Цистерцианец на удивление быстро добился своего. Как только Бертрану сообщили, кто прибыл и с какими речами в ворота стучит, так сразу прибежал Бертран и самолично гостя встретил.
Тот, потом и пылью покрытый, тяжко дыхание перевел. Бертран его в тень проводил, на галерею, сам воды ему поднес.
И сказал цистерцианец:
– Аббат Амьель весьма огорчен.
– Знаю, – ответил Бертран.
Монах яростно на Бертрана поглядел, прямо в глаза:
– А вы не могли как-нибудь так сделать, Бертран, чтобы не огорчать аббата?
– Не мог, – сказал Бертран.
Монах кулаком ему погрозил.
– Ведь вы еще тогда знали, что предадите Константина, когда клятву давали и навеки примириться с ним обещали.
– Да, – не стал отпираться Бертран. Смысла лгать не было. Да такое и не в характере Бертрана.
Монах крест с пояса рвать начал, Бертрану под нос совать.
– Как же вы могли! Вы же крест поцеловали, вы же присягнули!..
– Нет уж, – возразил Бертран. – Креста я не целовал. Не было такого. Не стал бы я этого делать, коли предательство заранее задумал. Так, на словах кое-что пообещал, да после призабыл как-то, из памяти вылетело…

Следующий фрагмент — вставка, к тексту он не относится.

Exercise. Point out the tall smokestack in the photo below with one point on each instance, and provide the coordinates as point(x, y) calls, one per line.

Монах утомленно вздохнул. Ярость отпустила его, и он сразу почувствовал себя усталым.
– Болен аббат, – сказал он Бертрану. – Слег от печали по вашему неразумию и злобности.
Бертран глаза в сторону отвел. Амьель – друг отца, друг сеньора Оливье.
Проговорил совсем тихо:
– Но что же я мог поделать? Я всегда знал, что буду владеть этим замком… А как получилось, что аббат узнал обо всем так быстро?

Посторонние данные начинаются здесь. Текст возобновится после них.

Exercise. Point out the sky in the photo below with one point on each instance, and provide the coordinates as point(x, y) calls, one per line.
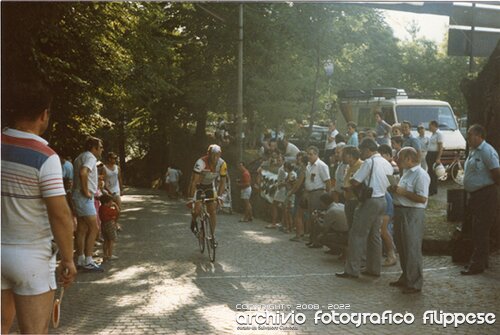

Константин нашел домну Агнес в аббатстве. Спала, накрытая рогожей, в странноприимном доме, где останавливались паломники, отправлявшиеся к Богоматери в Пюи. То ли не признали ее, когда явилась ночью и слезно попросила приюта, то ли сама захотела, чтобы за паломницу ее считали.
Замер Константин над спящей женой. Спала, истомленная, на досках, с неприбранными волосами.
Наклонился. Осторожно поцеловал руку, бессильно лежавшую поверх рогожи.
И тотчас она пошевелилась, слабо улыбнулась во сне.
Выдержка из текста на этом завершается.